University of Manchester scientists, in collaboration with other scientists from the Universities of Glasgow and Sheffield, have discovered a way to contain one of the most aggressive forms of breast cancer from within the lab.
The study of the Triple-Negative Breast Cancer (TNBC), funded by Breast Cancer Now, and published in Oncogene, is believed to pave the path in battling with this calamitous disease.
TNBC is a type of cancer by which its progression and growth is not fuelled by oestrogen, nor progesterone, or excess HER2 protein – the protein that stimulates cell growth in normal healthy breast cells. Thus, as a result, it does not respond to hormonal therapies or other targeted treatments, such as medicines targeting HER2 protein receptors.
This form of cancer tends to be more common in young people, usually below the age of 50, and is found typically in African-American and Hispanic women, or those who have the BRCA mutation – more specifically the BRCA1 gene mutation.
Additionally, TNBC tends to be a higher grade of cancer compared to other forms of breast cancer, and therefore is considered to be more aggressive with a poorer prognosis and high reoccurrence rates.
Around 15% of all breast cancers are Triple Negative. According to BreastCancer.org, there is also a higher mortality rate associated with this form of breast cancer. The five-year survival rate for TNBC is around 77% whereas this number is around 93% for other forms of breast cancer. This emphasises the significance of finding new treatments and medications for TNBC and the importance of this recent findings.
The lead researcher of the project, Dr. Paul Shore, from the University of Manchester, commented on the study: “Triple-Negative Breast Cancer is a particularly devastating disease which doctors, scientists and patients are investing much time and effort into finding new and better treatments.
“So this discovery is an important milestone in the understanding of how metastatic cancer spreads – though clearly, there’s a long way to go before it has a chance of being translated into effective therapies.”
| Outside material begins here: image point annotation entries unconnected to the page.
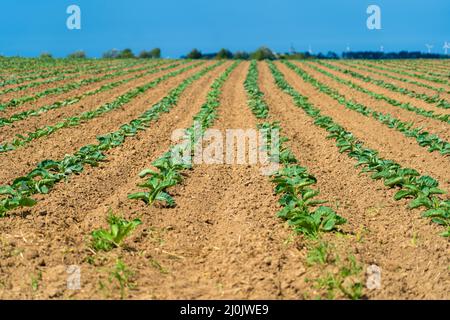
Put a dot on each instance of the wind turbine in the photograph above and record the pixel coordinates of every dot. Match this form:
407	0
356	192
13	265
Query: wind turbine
292	49
446	47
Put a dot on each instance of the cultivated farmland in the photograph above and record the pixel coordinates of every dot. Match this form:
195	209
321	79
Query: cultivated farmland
93	204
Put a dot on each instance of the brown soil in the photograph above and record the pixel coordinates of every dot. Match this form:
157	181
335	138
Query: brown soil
43	101
223	239
390	143
410	268
398	83
437	127
30	124
75	77
431	83
388	93
68	140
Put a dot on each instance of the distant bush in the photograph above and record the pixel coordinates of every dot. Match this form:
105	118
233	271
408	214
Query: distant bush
241	55
153	54
194	54
224	54
126	54
156	53
46	55
77	55
263	53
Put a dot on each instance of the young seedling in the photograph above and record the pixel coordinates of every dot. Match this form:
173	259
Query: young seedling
122	274
119	229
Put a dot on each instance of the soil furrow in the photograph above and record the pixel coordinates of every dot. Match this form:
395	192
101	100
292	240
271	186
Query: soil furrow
69	140
49	99
412	256
434	126
85	104
74	209
390	143
386	92
82	75
398	83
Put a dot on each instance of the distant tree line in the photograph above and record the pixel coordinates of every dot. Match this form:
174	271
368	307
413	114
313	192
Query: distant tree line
392	55
128	54
262	53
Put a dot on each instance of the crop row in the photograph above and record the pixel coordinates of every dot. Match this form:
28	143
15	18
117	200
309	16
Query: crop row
384	74
59	90
42	74
74	121
425	139
407	106
68	76
423	191
292	182
300	208
440	102
72	100
402	72
170	165
49	172
415	67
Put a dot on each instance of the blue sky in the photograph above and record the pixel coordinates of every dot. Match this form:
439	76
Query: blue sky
29	27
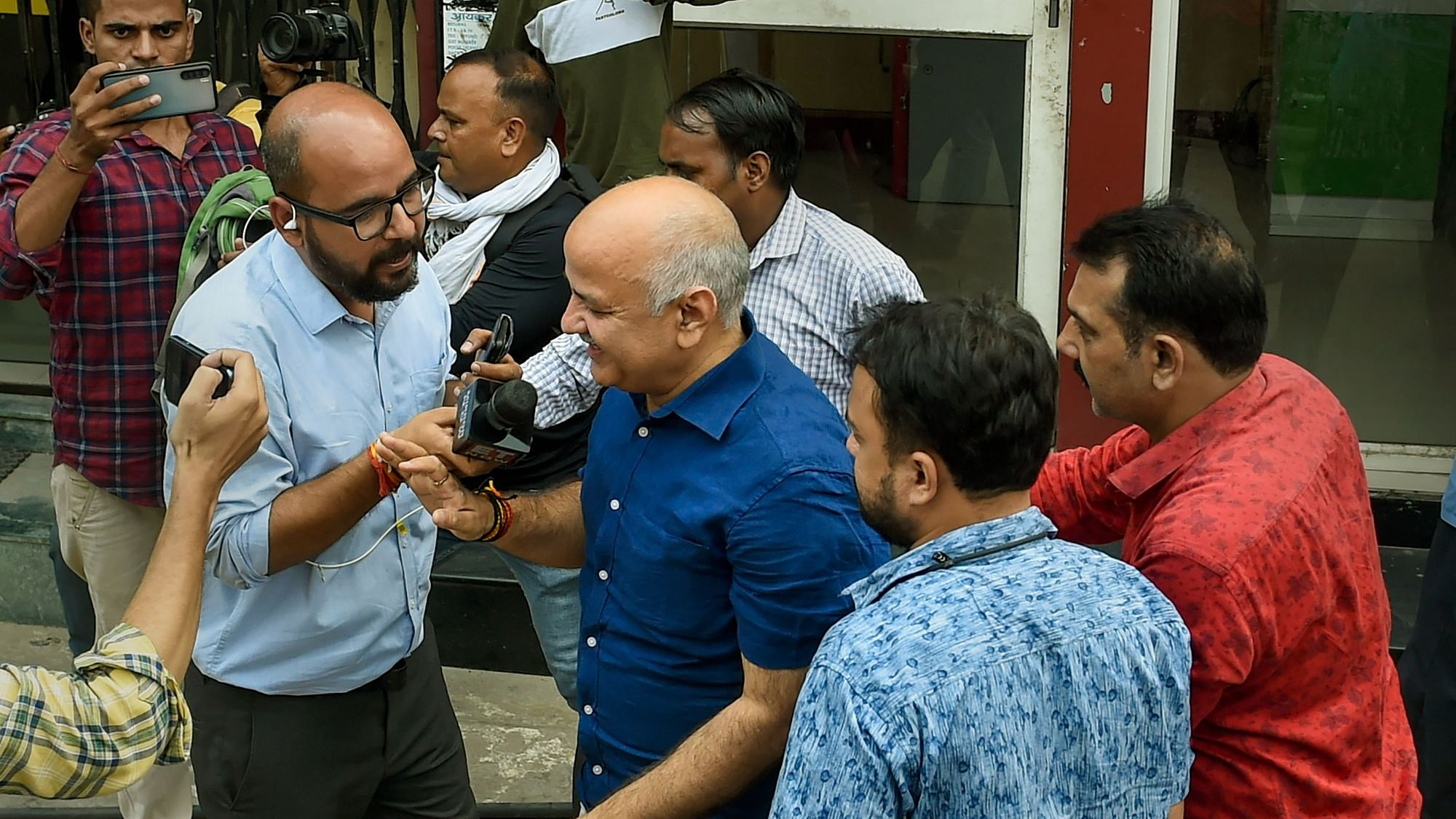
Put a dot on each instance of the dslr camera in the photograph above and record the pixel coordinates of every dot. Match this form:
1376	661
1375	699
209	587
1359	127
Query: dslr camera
324	33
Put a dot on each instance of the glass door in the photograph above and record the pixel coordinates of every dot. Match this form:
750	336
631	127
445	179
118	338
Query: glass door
937	126
1324	135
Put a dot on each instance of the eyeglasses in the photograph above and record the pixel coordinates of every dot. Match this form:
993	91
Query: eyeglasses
372	221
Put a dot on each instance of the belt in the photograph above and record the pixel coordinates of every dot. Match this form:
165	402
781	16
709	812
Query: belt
394	679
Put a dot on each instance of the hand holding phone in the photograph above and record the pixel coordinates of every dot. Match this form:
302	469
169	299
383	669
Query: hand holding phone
186	88
183	360
95	123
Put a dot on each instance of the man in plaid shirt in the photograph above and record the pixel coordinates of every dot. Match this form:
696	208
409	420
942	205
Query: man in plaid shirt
94	210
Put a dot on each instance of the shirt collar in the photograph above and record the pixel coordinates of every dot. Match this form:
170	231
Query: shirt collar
205	127
312	302
786	237
1164	458
711	403
956	545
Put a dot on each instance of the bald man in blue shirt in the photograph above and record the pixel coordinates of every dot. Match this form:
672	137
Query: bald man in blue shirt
717	518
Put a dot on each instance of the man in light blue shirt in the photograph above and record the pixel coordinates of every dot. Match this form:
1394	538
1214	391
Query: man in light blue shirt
317	687
994	669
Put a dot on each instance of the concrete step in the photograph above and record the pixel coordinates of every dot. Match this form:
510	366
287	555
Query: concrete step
28	582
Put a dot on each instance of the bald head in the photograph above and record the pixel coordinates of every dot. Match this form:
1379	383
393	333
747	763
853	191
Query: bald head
330	132
673	235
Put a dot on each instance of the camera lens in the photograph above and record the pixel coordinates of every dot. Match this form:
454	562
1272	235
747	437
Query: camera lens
292	39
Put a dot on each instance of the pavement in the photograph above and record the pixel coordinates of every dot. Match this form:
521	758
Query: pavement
519	733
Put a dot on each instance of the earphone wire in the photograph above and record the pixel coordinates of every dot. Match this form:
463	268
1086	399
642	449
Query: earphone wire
349	563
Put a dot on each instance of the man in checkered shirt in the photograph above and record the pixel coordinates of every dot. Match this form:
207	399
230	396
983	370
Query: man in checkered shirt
815	279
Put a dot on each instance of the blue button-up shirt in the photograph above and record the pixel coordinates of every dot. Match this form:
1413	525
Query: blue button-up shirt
721	526
334	382
1046	679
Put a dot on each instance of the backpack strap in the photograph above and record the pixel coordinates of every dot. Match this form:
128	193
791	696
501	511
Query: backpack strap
569	184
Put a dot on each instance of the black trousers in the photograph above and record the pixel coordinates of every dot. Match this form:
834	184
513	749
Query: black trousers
389	749
1429	678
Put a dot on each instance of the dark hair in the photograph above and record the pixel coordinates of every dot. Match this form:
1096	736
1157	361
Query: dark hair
1184	276
973	381
523	85
91	8
749	114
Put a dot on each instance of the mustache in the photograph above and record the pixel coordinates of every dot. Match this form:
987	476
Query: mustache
398	248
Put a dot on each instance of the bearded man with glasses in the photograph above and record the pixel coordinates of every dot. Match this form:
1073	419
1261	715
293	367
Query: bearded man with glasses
317	685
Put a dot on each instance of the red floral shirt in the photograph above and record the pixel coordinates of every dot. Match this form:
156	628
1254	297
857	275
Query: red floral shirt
1254	519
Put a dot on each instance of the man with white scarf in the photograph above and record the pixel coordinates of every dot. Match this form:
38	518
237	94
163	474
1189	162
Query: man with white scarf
497	223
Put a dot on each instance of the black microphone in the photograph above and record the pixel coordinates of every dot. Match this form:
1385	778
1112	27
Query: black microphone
496	422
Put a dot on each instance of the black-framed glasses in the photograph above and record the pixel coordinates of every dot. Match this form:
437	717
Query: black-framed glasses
372	221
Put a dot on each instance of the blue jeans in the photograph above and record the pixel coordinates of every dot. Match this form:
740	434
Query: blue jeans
554	596
555	602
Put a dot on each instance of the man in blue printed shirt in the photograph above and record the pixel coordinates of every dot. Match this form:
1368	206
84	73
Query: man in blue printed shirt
994	669
716	519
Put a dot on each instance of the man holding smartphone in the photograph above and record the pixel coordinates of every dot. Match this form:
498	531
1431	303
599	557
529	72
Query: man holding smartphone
94	210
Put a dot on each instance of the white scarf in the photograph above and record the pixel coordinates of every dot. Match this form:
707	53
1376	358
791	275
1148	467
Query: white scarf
459	261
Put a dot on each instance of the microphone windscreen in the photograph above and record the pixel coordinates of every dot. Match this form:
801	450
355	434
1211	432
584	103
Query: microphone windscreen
515	404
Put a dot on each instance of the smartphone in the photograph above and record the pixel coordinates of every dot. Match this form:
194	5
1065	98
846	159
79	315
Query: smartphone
500	343
186	90
184	359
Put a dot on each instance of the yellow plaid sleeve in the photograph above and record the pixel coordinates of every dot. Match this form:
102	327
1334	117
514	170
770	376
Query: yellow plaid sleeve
95	730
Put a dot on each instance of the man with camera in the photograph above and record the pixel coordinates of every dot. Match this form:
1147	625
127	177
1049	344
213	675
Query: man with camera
502	209
92	219
317	687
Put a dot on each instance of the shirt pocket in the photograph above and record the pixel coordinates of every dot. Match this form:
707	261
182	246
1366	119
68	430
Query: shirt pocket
678	586
427	388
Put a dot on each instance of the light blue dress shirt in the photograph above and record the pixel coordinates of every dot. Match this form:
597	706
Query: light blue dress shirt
1042	681
334	382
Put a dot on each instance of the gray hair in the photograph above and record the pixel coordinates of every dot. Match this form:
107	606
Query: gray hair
698	253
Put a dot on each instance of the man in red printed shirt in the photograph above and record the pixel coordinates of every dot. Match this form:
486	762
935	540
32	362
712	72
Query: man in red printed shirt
92	218
1241	494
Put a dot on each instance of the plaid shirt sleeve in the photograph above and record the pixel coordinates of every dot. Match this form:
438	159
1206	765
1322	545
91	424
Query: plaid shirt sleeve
561	375
24	273
97	730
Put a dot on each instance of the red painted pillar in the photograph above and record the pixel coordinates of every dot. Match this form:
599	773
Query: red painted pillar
1107	142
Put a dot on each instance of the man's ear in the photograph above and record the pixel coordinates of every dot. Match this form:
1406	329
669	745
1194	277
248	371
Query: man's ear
924	478
697	312
286	221
1168	359
513	138
88	33
758	171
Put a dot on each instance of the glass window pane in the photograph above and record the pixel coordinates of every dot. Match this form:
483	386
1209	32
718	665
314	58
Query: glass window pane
915	141
1321	135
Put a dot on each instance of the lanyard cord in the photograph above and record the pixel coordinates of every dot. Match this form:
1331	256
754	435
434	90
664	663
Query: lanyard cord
946	561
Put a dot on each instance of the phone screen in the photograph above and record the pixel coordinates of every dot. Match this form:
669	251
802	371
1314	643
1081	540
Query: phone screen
184	359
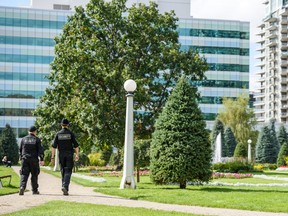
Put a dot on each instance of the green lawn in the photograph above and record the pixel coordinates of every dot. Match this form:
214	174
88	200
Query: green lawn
269	199
70	208
14	187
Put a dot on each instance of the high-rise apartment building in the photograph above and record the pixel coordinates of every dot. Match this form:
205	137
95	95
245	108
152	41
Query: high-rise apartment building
272	97
27	49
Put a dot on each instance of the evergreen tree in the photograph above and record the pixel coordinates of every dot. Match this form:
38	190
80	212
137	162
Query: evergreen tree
273	134
218	128
180	148
230	141
282	135
241	150
282	154
9	144
266	151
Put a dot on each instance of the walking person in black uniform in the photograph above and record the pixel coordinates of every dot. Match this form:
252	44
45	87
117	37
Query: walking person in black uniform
30	151
66	142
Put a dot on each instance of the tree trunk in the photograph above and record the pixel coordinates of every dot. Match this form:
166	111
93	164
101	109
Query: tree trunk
138	174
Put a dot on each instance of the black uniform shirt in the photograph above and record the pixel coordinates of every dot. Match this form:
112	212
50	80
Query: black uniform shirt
31	147
65	141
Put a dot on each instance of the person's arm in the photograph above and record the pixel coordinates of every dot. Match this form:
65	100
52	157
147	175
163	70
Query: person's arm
40	152
54	146
77	153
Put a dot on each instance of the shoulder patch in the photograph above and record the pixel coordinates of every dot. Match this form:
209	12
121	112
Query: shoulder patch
64	136
30	140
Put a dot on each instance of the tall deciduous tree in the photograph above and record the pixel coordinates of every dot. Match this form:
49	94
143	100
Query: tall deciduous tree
101	47
180	148
230	141
282	135
237	115
266	151
9	144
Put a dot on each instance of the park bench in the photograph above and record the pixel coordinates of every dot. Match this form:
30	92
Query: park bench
7	176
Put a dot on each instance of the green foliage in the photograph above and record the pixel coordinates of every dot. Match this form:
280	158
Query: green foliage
217	128
273	135
95	159
142	153
241	151
283	153
8	145
282	135
233	167
97	51
237	115
266	151
230	142
180	148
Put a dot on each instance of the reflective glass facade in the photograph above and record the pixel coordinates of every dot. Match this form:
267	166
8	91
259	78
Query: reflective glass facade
225	44
27	49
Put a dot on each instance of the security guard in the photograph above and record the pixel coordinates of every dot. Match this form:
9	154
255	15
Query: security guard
30	150
66	143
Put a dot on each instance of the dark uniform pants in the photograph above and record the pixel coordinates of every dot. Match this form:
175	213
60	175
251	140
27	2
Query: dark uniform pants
66	165
30	165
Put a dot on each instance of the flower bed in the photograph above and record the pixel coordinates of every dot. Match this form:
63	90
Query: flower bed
218	175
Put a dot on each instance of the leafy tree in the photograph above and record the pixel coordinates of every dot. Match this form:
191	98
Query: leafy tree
98	50
217	128
282	135
9	145
237	115
266	151
180	148
283	153
230	142
141	155
241	150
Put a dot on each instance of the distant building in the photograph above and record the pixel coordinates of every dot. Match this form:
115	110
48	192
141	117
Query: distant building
271	97
27	49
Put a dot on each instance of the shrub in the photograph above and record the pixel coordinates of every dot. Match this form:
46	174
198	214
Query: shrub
95	159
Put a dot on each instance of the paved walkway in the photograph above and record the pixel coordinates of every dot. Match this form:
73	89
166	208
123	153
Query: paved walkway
50	189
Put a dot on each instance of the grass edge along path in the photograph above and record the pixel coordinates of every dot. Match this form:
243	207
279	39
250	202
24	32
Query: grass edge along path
64	208
265	199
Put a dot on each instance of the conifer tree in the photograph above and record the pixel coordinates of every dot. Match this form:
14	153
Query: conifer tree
9	144
230	141
283	153
282	135
273	134
266	151
180	148
218	128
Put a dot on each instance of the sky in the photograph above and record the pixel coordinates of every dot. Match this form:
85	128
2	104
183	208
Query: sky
244	10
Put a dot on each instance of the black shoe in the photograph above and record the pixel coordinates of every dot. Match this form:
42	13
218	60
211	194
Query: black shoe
35	192
21	192
65	191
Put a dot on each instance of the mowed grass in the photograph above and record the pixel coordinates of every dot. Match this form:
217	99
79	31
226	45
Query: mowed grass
15	181
255	198
71	208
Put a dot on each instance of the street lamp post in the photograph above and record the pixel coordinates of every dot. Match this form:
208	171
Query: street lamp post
249	150
128	169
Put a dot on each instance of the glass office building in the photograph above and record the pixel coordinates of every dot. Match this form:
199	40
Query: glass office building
27	49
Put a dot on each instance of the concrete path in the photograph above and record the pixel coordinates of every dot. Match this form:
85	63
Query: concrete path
50	189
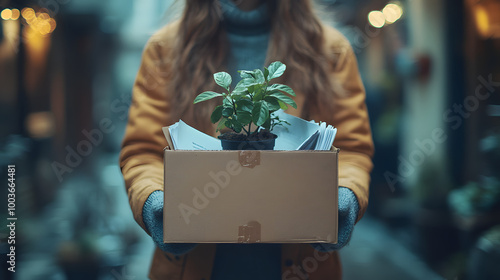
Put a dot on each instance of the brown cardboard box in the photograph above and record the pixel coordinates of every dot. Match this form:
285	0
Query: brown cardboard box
250	196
Dr Kotryna Temcinaite, Research Communications Manager at Breast Cancer Now, which funded the study, said: “These promising findings help us to understand more about how some triple negative breast cancers spread around the body and become incurable. We hope that the discovery of the role of the CBF beta protein in the spread of the disease could one day lead to much-needed new treatment options.
“Around 8,000 women in the UK each year are diagnosed with triple negative breast cancer, which can be more aggressive and more likely to come back and spread in the first few years after treatment. With these women still severely lacking in targeted therapies, it remains one of the greatest areas of unmet need in breast cancer.”